Ronen Skinezes is an Israeli born Chef with deep Mediterranean roots. Ronan’s genealogy traces back to Spain, 1492, the days When all Jews were ordered by Ferdinand and Isabella to leave the kingdom. The Skinezes family wandered through the Ottoman Empire until they finally settled in Athens Greece. Their wandering had left traces of flavors and aromas from various locations. It is these aromas that have been passed down through the generations and are well noticed and enjoyed in Ronen’s style and cooking.

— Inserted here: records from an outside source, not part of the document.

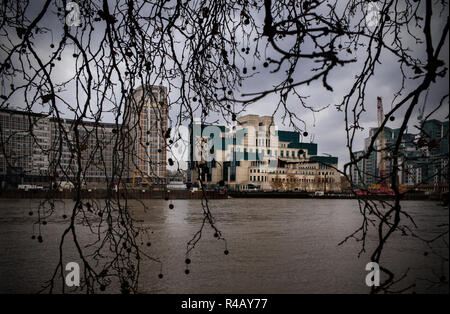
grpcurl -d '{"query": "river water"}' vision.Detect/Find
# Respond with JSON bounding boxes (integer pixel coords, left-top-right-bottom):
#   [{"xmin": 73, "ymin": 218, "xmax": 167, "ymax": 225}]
[{"xmin": 0, "ymin": 198, "xmax": 448, "ymax": 294}]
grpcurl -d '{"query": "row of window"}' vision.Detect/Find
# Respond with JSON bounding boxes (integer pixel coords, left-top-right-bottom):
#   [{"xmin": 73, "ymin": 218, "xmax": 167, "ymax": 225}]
[
  {"xmin": 225, "ymin": 147, "xmax": 307, "ymax": 159},
  {"xmin": 248, "ymin": 175, "xmax": 335, "ymax": 183},
  {"xmin": 250, "ymin": 175, "xmax": 268, "ymax": 182},
  {"xmin": 249, "ymin": 167, "xmax": 335, "ymax": 176},
  {"xmin": 250, "ymin": 168, "xmax": 286, "ymax": 174},
  {"xmin": 255, "ymin": 139, "xmax": 271, "ymax": 147}
]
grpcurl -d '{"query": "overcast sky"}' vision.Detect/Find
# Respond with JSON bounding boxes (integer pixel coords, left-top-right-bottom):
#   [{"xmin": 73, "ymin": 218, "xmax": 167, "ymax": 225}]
[{"xmin": 2, "ymin": 1, "xmax": 448, "ymax": 171}]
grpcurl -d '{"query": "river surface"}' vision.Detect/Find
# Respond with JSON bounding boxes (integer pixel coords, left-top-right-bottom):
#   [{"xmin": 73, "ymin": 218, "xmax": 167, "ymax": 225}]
[{"xmin": 0, "ymin": 198, "xmax": 448, "ymax": 294}]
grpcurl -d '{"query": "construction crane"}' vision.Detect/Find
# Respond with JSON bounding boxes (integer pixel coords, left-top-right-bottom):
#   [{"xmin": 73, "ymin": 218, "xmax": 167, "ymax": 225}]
[
  {"xmin": 377, "ymin": 96, "xmax": 387, "ymax": 187},
  {"xmin": 132, "ymin": 169, "xmax": 152, "ymax": 188},
  {"xmin": 417, "ymin": 102, "xmax": 425, "ymax": 123},
  {"xmin": 417, "ymin": 99, "xmax": 426, "ymax": 126}
]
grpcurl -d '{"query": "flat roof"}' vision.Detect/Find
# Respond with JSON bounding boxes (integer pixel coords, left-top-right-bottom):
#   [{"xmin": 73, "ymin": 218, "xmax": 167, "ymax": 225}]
[{"xmin": 0, "ymin": 108, "xmax": 47, "ymax": 118}]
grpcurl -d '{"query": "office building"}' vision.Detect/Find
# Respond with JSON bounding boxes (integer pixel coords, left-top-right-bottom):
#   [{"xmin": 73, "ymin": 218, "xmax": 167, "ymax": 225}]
[
  {"xmin": 350, "ymin": 120, "xmax": 449, "ymax": 192},
  {"xmin": 0, "ymin": 85, "xmax": 168, "ymax": 189},
  {"xmin": 189, "ymin": 114, "xmax": 339, "ymax": 192}
]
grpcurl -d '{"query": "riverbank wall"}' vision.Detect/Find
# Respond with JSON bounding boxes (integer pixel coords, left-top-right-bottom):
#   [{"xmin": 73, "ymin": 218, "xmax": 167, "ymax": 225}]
[
  {"xmin": 0, "ymin": 189, "xmax": 446, "ymax": 202},
  {"xmin": 228, "ymin": 191, "xmax": 447, "ymax": 201},
  {"xmin": 0, "ymin": 189, "xmax": 228, "ymax": 200}
]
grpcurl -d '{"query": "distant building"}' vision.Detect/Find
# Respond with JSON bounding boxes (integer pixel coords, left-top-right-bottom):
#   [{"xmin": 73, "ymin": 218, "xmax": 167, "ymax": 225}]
[
  {"xmin": 0, "ymin": 85, "xmax": 168, "ymax": 189},
  {"xmin": 189, "ymin": 114, "xmax": 339, "ymax": 192},
  {"xmin": 0, "ymin": 108, "xmax": 50, "ymax": 187},
  {"xmin": 350, "ymin": 119, "xmax": 449, "ymax": 192},
  {"xmin": 167, "ymin": 170, "xmax": 188, "ymax": 190},
  {"xmin": 416, "ymin": 119, "xmax": 449, "ymax": 186},
  {"xmin": 350, "ymin": 150, "xmax": 365, "ymax": 187},
  {"xmin": 124, "ymin": 85, "xmax": 168, "ymax": 186},
  {"xmin": 48, "ymin": 117, "xmax": 119, "ymax": 188}
]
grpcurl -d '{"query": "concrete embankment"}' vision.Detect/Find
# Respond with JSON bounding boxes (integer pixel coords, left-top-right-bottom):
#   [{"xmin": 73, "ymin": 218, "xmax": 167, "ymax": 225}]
[
  {"xmin": 0, "ymin": 189, "xmax": 228, "ymax": 200},
  {"xmin": 228, "ymin": 191, "xmax": 447, "ymax": 201},
  {"xmin": 0, "ymin": 189, "xmax": 446, "ymax": 202}
]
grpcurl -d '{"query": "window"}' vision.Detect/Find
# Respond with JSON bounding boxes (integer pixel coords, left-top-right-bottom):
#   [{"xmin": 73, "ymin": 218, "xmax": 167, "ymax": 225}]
[{"xmin": 230, "ymin": 166, "xmax": 236, "ymax": 181}]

Throughout his career Ronen has worked with leading chefs; he spent 10 years in Australia, in the kitchen of award winning Chef Matt Moran, owner of Aria, one of Sydney’s most well regarded restaurants. After returning to Israel, he spent a short period at Keren, a fine dining Restaurant owned by renowned Israeli Chef Haim Cohen. Ronen joined Manta Ray in 2001 as a sous chef and was quickly promoted to the position of head chef. Chef Ronen’s kitchen is influenced by Greek and Balkan cuisine, making much use of olive oil, tahini and yogurt in sauces and a wide variety of seasonings, with tomato, eggplant, pepper and zucchini starring as the essence of Manta Ray’s kitchen. Ronen is a graduate of the Tadmor Culinary Academy in Israel.

MANTA RAY

Incurable Optimism

Consistently voted one of the most popular Restaurants in Tel Aviv, Manta Ray serves up creatively prepared Mediterranean fare against the beautiful backdrop of the beach and lapping waves. The space itself is bright and airy, but the tables lining the outdoor veranda and overlooking the sea are undoubtedly the best in the house. The cuisine is equally light and refreshing: with various fish, scallops, shrimp and squid accompanied by side dishes that complement, but never overpower them. The restaurant also offers meat and poultry  ptions, and it’s Mezzes— small salads and spreads featuring fresh Middle Eastern ingredients served with Balkan bread and olive oil — have developed something of a cult following among locals. For those looking for a special start to the day, Manta Ray is open daily for breakfast.